Steven Spielberg could have invaded the planet with a spectacular battalion of transparent, high-tech spaceships. He didn’t. Rather, for his 21st-century cinematic version of H.G. Wells’ 1898 novel
The War of the Worlds, he focused on one man’s desperate attempt to protect his family from a terrifying attack by mysterious, relentless, and insuperable forces that arise from within the bowels of the Earth.
The Paramount Pictures/DreamWorks film stars Tom Cruise as a New Jersey dockworker who’s a deadbeat dad with two children. “It’s told from Tom’s point of view,” says Industrial Light & Magic’s Dennis Muren, co-visual effects supervisor along with Pablo Helman. “He goes through a war experience in his own backyard. It’s dirty, violent, painful, unexpected. And he’s in fear.”
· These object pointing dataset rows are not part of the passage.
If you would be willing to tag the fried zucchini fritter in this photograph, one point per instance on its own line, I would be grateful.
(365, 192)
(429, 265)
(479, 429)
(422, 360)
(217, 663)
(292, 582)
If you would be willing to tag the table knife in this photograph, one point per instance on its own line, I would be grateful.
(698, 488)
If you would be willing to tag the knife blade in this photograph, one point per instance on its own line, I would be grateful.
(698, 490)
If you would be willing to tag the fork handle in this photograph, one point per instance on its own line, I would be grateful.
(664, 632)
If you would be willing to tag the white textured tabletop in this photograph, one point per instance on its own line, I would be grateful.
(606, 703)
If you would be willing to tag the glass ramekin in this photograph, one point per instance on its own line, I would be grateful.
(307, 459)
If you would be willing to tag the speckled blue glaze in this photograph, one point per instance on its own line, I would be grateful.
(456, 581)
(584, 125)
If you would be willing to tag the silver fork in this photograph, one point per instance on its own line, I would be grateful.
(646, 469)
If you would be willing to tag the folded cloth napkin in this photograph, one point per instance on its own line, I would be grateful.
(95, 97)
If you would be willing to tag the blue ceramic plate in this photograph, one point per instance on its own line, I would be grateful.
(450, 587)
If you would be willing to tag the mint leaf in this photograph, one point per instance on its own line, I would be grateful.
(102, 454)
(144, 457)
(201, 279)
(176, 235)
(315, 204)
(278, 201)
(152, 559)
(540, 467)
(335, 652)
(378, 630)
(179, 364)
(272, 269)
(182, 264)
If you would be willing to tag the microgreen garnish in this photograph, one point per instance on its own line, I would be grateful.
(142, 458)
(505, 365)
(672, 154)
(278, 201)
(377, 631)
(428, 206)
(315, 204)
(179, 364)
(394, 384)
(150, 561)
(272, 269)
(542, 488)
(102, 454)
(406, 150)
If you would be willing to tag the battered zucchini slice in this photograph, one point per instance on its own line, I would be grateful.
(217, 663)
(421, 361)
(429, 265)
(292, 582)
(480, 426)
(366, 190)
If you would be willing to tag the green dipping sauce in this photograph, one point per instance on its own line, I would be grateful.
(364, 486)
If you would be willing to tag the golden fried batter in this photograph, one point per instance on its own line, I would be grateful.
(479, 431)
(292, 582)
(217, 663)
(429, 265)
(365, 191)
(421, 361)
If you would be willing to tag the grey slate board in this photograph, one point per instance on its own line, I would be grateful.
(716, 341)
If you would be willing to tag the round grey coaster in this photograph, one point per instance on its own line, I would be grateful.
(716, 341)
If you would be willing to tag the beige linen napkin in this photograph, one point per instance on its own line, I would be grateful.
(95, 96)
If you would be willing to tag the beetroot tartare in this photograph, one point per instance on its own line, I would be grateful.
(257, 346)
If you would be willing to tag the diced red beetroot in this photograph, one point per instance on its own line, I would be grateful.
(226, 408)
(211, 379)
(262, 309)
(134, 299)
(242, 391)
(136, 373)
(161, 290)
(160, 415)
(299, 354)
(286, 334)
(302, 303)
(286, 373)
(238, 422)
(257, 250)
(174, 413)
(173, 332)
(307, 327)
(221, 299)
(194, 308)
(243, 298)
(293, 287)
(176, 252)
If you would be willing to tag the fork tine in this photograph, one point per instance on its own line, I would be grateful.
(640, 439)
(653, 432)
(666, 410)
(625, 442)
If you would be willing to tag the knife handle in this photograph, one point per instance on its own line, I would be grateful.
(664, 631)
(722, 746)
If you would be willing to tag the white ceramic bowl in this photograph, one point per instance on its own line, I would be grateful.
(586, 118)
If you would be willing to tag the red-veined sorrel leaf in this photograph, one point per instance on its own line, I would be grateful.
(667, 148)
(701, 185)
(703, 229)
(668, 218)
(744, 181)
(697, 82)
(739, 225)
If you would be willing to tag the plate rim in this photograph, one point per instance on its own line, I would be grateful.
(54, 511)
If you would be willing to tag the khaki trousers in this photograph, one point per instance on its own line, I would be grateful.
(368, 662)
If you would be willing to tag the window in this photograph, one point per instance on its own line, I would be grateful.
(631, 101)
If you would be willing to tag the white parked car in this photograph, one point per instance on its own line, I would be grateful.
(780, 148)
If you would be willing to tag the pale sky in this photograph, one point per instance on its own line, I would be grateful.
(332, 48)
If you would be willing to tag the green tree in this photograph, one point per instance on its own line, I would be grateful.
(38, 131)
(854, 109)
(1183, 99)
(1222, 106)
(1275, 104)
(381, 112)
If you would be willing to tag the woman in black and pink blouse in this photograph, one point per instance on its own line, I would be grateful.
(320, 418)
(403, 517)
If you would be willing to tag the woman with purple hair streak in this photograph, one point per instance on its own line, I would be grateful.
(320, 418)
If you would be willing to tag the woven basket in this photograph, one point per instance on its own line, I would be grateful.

Muren continues: “I was thinking we’d do something futuristic like the [1953] movie
The War of the Worlds-something slick and contemporary. But, Steven had more of a Private Ryan kind of storytelling in mind. Everything is dirty and dusty. Things look ‘silhouettey’ and sketchy. It’s not quite clear what you’re seeing. The camera moves look unplanned, like the amateur videos from 9/11.”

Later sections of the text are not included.